VARIATION, DYSFUNCTION, DISABILITY,
AND HANDICAP
Problems of definition inevitably complicate any discussion of
the low-severity-high-prevalence dysfunctions of childhood. Issues
of normality plague the investigator, the clinician, and the philosopher.
Because brain functioning varies tremendously from person to person,
we need a way of describing that functioning along a continuum.
At what point do variations constitute dysfunctions? When should
an unusual pattern of development be construed as a dysfunction?
When is dysfunction a disability? When is a disability a handicap?

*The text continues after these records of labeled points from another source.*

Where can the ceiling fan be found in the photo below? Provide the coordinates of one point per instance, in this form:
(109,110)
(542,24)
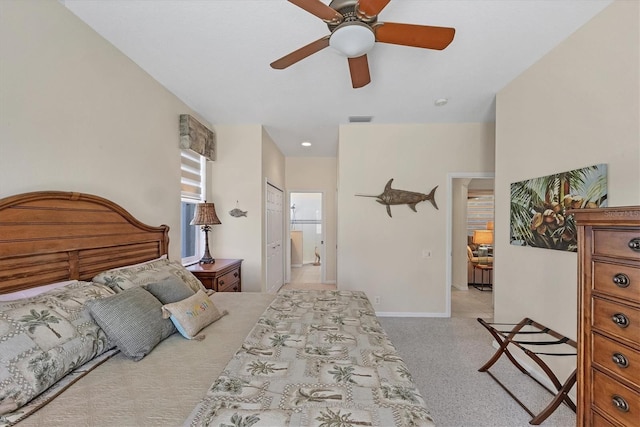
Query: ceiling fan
(354,30)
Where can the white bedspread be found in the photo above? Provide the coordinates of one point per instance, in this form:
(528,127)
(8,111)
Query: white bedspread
(164,387)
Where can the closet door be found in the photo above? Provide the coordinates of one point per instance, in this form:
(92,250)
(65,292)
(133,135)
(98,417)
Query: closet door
(274,239)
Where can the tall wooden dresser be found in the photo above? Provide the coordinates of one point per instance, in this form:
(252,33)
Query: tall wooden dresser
(608,316)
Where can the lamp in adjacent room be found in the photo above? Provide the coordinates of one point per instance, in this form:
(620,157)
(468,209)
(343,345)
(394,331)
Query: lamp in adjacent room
(483,238)
(205,216)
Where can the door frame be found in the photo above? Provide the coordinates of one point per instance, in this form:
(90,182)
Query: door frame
(287,228)
(265,236)
(449,248)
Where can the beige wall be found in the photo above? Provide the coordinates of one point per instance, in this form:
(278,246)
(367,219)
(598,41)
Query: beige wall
(247,158)
(318,174)
(576,107)
(236,176)
(382,255)
(77,115)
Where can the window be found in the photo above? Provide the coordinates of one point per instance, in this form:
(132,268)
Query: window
(192,191)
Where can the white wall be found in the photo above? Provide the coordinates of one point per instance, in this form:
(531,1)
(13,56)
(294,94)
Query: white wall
(318,174)
(77,115)
(578,106)
(382,255)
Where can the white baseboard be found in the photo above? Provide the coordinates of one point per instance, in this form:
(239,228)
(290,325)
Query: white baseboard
(405,314)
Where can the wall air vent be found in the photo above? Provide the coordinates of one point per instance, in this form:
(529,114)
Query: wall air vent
(360,119)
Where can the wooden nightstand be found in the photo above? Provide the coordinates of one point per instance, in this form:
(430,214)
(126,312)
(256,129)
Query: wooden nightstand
(222,276)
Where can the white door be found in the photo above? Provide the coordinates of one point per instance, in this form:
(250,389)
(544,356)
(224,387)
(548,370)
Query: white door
(275,252)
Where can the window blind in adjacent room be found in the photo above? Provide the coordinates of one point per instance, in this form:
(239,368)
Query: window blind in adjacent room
(191,176)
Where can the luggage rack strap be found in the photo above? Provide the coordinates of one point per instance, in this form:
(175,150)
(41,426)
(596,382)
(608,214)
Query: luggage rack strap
(504,338)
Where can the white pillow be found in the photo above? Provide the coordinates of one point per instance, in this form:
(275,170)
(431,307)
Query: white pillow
(32,292)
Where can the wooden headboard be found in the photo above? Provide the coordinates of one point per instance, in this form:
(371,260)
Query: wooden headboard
(53,236)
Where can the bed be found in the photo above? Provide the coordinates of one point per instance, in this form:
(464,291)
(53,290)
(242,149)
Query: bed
(295,358)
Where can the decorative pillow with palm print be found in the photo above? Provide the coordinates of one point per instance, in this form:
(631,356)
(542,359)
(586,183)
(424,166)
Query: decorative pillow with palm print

The continuum from variation to dysfunction to disability and
then to handicap is germane to the subject matter and philosophical
stance of this book and to the manner in which we conceptualize
the disappointing child (see table 1-1).
Variation becomes most significant when it impedes
development, at which point we are dealing with dysfunction,
as one or more discrete developmental functions are clearly weak
or delayed. Thus, a child with deficiencies in critical aspects
of memory might be considered to have a memory dysfunction. When
these deficiencies interfere with the performance of tasks, the
child is said to be disabled for those particular tasks. When
those tasks, in turn, are of importance, the child is handicapped,
particularly if there is no way she or he can overcome or bypass
the disability. Therefore, it is essential to recognize that a
variation in development need not be a dysfunction, a dysfunction
need not create disability, and a disability may never become
a handicap.
To illustrate these concepts, let us imagine
a boy who is unable to find precise words quickly. He is quite
proficient in other developmental functions. He reveals developmental
variation, or a profile of strengths and weaknesses that is simply
one way to be. In terms of language production, however, this
boy exhibits dysfunction. As he goes through school, he starts
to have trouble participating actively in class discussions and
expressing ideas on paper. In debates and book reports, his performance
indicates disability. However, over time he finds ways to compensate
for his language dysfunction so that it does not become a handicap.